Luces navideñas para 'encender' el corazón de la ciudad

El alcalde pulsó el botón que ilumina la plaza Mayor junto a los ediles de Festejos, Cultura, y Promoción Económica además del presidente de los belenistas. • La Asociación ha montado este año el Belén Monumental de 50 metros cuadrados que vuelve a la plaza Mayor. • El alcalde ha remarcado que quiere que "haya vida en el centro" y ha sacado pecho de la remodelación integral que realizaron en esta zona al decir que "el centro luce hoy mucho mejor que otros años"

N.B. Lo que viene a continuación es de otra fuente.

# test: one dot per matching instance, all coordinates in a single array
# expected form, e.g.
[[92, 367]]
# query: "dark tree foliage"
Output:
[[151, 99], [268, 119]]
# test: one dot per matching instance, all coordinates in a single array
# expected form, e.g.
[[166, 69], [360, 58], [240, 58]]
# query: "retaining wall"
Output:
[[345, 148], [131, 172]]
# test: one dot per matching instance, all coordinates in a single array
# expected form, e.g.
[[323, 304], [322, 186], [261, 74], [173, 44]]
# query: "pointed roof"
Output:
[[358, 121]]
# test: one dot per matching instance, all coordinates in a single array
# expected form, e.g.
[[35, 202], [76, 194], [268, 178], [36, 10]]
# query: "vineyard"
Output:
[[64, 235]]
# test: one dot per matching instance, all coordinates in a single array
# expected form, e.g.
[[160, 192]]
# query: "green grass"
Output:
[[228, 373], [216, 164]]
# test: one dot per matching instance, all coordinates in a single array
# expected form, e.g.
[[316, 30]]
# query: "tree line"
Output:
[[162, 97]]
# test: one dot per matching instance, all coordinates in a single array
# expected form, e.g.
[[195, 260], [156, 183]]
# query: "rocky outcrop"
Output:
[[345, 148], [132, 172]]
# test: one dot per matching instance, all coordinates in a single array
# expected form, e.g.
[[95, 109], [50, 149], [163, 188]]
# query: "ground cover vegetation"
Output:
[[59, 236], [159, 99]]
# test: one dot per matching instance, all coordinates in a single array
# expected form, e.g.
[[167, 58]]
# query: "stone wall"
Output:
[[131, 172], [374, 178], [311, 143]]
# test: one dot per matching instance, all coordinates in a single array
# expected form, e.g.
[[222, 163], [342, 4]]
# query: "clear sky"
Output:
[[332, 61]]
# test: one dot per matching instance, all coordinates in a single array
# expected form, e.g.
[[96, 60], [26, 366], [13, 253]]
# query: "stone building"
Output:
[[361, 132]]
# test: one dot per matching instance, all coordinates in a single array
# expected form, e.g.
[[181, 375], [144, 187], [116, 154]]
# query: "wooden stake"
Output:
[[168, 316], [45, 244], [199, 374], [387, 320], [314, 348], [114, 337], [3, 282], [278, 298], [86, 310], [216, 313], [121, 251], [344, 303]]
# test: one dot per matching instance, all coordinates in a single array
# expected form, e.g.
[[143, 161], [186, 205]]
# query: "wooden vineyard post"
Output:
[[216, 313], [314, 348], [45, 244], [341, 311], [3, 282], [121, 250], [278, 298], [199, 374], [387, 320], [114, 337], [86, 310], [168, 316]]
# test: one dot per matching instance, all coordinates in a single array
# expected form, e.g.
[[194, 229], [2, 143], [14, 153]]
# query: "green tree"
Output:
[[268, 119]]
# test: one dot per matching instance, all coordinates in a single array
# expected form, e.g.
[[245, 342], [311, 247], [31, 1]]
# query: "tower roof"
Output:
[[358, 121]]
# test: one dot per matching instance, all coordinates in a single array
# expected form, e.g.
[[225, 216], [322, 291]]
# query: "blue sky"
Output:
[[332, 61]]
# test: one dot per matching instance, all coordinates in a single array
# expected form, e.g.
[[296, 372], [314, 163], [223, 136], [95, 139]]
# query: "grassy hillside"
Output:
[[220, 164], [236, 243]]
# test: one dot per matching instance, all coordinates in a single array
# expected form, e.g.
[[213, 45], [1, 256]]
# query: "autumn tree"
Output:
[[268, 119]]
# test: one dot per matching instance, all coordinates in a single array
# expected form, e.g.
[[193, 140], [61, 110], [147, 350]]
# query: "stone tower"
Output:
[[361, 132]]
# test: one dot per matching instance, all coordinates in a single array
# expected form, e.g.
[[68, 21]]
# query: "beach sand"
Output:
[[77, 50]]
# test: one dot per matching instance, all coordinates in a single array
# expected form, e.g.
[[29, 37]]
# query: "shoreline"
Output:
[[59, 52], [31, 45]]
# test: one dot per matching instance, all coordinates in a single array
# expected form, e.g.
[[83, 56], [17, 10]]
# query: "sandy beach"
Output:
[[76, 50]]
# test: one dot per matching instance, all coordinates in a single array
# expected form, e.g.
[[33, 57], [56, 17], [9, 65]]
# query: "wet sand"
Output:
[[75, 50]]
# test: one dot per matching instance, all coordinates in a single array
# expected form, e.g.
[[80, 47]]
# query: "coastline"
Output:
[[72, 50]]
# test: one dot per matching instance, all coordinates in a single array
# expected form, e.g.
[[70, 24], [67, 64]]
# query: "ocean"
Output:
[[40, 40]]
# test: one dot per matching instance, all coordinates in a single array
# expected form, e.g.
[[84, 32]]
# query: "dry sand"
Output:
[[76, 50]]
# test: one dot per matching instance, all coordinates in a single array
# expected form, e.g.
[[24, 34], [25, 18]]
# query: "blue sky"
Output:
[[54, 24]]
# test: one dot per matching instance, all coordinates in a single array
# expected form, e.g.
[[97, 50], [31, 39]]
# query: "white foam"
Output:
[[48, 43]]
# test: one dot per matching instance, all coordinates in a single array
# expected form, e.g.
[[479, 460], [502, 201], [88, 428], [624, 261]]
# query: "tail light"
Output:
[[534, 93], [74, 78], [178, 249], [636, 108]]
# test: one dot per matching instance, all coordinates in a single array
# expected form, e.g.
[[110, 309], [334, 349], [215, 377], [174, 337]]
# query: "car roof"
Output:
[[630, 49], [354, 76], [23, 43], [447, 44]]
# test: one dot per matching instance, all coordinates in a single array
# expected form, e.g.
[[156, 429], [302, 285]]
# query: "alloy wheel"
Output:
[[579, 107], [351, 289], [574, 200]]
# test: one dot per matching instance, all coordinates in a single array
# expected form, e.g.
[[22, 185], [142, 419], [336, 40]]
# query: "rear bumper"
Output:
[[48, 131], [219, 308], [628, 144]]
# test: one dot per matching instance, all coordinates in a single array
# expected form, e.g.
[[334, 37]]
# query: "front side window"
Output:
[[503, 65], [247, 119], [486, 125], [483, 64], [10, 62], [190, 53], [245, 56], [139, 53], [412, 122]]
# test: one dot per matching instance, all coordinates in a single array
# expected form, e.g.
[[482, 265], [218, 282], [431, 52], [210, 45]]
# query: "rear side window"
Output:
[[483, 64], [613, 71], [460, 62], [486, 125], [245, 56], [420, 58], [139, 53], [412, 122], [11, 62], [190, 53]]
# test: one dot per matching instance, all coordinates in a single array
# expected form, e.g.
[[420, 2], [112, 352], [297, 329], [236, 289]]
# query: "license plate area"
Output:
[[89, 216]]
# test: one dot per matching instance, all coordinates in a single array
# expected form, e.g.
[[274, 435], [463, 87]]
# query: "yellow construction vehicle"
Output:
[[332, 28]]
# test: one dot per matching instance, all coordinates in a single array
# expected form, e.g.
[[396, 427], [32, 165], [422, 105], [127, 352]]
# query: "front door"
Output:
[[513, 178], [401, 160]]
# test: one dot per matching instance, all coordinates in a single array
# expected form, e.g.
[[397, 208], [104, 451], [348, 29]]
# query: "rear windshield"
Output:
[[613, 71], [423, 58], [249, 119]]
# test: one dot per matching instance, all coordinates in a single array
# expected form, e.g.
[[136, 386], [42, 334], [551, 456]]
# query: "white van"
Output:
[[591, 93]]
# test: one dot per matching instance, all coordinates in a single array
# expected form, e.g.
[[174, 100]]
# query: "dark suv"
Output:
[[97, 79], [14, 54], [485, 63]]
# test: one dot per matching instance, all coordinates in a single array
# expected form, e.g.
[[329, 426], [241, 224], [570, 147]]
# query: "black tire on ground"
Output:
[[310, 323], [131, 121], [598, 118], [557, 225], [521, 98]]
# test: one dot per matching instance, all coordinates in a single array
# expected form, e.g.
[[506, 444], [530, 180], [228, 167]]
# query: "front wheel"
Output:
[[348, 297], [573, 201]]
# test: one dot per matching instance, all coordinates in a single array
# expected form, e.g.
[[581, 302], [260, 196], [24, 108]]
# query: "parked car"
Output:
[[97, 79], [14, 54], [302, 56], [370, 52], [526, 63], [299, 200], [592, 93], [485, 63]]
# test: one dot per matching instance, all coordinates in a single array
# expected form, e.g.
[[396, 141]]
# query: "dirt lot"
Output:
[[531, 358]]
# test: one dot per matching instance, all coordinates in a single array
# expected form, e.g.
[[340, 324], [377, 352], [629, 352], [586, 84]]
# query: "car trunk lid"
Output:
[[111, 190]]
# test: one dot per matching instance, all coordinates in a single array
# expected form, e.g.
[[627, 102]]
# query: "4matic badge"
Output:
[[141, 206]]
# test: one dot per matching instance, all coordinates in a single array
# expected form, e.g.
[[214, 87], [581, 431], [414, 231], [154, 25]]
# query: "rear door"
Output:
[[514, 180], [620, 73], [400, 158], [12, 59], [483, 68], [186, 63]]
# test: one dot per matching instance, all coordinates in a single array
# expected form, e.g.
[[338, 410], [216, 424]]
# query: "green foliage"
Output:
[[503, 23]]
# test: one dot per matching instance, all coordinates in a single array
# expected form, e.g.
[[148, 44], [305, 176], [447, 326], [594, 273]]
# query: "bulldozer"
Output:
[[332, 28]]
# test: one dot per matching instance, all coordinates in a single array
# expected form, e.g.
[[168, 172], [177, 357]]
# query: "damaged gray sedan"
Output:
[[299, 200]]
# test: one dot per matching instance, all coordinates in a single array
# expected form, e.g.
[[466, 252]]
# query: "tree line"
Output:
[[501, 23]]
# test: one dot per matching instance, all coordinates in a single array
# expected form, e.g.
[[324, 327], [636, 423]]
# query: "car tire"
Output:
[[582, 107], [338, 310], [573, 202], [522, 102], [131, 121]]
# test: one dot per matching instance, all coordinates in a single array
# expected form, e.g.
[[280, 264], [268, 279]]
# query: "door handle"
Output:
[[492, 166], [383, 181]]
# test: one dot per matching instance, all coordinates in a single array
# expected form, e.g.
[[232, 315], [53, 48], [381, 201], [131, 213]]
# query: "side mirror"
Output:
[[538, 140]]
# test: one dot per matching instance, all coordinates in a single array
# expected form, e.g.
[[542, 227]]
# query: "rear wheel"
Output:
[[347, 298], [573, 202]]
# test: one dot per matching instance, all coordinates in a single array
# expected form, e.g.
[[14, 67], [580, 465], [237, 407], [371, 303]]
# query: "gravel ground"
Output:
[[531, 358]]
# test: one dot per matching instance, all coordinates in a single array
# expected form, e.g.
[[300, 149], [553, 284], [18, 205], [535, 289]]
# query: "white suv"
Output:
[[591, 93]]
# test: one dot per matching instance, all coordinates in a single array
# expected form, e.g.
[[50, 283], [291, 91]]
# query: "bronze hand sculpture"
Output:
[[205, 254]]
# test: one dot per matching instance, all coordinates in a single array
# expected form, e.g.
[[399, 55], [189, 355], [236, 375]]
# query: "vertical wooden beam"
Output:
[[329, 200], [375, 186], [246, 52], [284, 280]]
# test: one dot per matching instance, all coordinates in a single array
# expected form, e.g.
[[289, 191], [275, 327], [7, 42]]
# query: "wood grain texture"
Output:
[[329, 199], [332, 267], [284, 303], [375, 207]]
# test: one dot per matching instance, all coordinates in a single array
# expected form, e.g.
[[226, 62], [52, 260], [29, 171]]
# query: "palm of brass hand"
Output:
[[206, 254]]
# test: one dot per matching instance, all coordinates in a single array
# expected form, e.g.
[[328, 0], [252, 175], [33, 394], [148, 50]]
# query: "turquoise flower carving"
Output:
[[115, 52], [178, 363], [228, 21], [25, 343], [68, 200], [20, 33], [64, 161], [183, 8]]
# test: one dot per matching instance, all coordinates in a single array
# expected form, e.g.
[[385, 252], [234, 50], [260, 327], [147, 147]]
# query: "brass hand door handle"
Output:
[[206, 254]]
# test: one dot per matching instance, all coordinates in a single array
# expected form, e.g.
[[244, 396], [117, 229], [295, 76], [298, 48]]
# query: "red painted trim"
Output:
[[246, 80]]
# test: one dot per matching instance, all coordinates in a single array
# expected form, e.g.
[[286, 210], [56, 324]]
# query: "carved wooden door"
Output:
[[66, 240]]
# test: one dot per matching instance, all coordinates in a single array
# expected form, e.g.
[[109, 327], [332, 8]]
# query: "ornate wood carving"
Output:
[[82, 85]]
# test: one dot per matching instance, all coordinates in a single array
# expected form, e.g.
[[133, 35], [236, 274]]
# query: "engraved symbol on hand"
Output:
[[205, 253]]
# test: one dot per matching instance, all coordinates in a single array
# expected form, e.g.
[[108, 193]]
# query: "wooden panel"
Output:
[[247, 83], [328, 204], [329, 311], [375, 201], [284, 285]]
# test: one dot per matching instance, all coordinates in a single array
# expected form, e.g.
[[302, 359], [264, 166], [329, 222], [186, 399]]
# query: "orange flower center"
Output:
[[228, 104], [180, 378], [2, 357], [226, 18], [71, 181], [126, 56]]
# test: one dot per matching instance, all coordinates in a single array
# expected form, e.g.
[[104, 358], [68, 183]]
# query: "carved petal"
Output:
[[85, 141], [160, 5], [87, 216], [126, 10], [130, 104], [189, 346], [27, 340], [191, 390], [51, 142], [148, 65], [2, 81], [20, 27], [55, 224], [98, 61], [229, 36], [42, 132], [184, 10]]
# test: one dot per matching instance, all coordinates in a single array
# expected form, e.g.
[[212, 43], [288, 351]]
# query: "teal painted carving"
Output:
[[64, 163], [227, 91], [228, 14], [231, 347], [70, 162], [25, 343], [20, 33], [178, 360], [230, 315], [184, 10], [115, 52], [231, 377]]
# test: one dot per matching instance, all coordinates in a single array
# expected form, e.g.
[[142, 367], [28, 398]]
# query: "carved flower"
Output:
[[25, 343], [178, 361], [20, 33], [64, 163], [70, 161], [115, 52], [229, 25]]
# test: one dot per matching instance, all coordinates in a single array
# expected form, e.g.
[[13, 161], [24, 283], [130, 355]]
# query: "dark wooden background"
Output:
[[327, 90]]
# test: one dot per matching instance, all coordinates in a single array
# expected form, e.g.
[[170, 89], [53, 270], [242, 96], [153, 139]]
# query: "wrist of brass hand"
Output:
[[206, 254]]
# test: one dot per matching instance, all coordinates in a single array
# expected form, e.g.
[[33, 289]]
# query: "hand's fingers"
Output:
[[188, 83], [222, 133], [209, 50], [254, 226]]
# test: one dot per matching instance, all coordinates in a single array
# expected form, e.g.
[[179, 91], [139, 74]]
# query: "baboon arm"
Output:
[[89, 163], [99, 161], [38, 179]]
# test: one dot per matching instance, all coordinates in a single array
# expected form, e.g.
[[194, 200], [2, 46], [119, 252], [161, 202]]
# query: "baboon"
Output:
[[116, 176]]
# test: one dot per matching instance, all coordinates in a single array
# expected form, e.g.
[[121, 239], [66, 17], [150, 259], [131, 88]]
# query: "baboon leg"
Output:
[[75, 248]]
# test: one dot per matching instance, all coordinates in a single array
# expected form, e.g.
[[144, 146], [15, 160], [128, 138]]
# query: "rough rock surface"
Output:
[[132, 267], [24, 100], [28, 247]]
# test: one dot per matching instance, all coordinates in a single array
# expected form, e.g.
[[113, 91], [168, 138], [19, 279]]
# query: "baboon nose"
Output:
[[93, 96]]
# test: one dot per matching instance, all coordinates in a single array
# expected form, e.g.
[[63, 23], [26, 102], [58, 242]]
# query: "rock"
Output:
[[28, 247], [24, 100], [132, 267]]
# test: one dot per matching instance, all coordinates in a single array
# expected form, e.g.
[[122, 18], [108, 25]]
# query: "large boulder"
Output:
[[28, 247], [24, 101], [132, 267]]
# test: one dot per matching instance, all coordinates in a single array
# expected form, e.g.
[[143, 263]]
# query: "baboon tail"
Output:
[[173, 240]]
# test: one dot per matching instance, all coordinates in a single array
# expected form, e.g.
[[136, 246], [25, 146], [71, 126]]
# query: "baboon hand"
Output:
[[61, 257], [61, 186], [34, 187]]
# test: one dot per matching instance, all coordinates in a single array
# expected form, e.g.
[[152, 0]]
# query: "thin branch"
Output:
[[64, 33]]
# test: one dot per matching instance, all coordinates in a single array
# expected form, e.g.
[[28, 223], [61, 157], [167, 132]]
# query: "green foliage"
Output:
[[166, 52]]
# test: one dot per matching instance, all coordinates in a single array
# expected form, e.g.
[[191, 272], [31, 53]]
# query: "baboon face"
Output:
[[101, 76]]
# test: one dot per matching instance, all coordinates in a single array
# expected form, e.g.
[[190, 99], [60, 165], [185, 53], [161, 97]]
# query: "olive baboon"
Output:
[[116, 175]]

La luz inunda ya la plaza Mayor, corazón navideño este año, de manera intencionada. El alcalde, Antonio Román, ha pulsado el botón junto a los concejales de Festejos, de Cultura y de Promoción Económica además del presidente de la Asociación de Belenistas, abriendo así el programa navideño diseñado por el Ayuntamiento con un mensaje que ha trascendido el discurso festivo. 

El primer edil ha destacado por un lado, el ahorro energético que se conseguirá con el alumbrado a base de microlámparas LED instalado en 115 arcos de la ciudad, principalmente en las calles más comerciales y, por otro, defendido una apuesta por unas Navidades que se notarán más en el centro de la ciudad: “como consecuencia de la reforma integral emprendida en los últimos años, el centro de Guadalajara luce hoy mucho mejor que otros años. Queremos que haya vida en el centro y también en otras zonas comerciales de la ciudad”, ha señalado Román. Una prueba es que este año el mercado navideño se instalará en la Plaza Mayor, junto al Belén Monumental y el artesano en la Plaza del Jardinillo. Ambos serán inaugurados la próxima semana.

El acto ha contado con la participación de las rondas de la Alegría y la del Alamín, a la que se han sumado el propio Román y el concejal de Servicios Municipales, Mariano del Castillo, compartiendo incluso con su canto alguna estrofa. Los villancicos populares no han faltado tampoco en la inauguración del Belén Monumental, un belén que recrea diferentes escenas como la travesía en camello de los Reyes Magos, la vida cotidiana en el pueblo y como broche, el nacimiento, en una cueva, de Jesús junto a sus padres.

El Belén regresa después de muchos años a la plaza Mayor, con unas dimensiones similares a las de ediciones pasadas, 50 metros cuadrados, donde no falta ningún detalle -ni el camello que se esconde del sol entre las palmeras, ni la calle donde caminan y charlan los vecinos, ni el río o el molino, tampoco el pastor con sus ovejas-.

Junto al Belén, destaca además una campana de 8,5 por 8,5 metros y un abeto azul de similar altura. Es parte del decorado navideño que se verá a lo largo de la calle Mayor y que se une a los dos árboles de Navidad de las plazas del Jardinillo y de los Caídos y la estrella de Navidad en Santo Domingo, que supera los 10 metros de largo.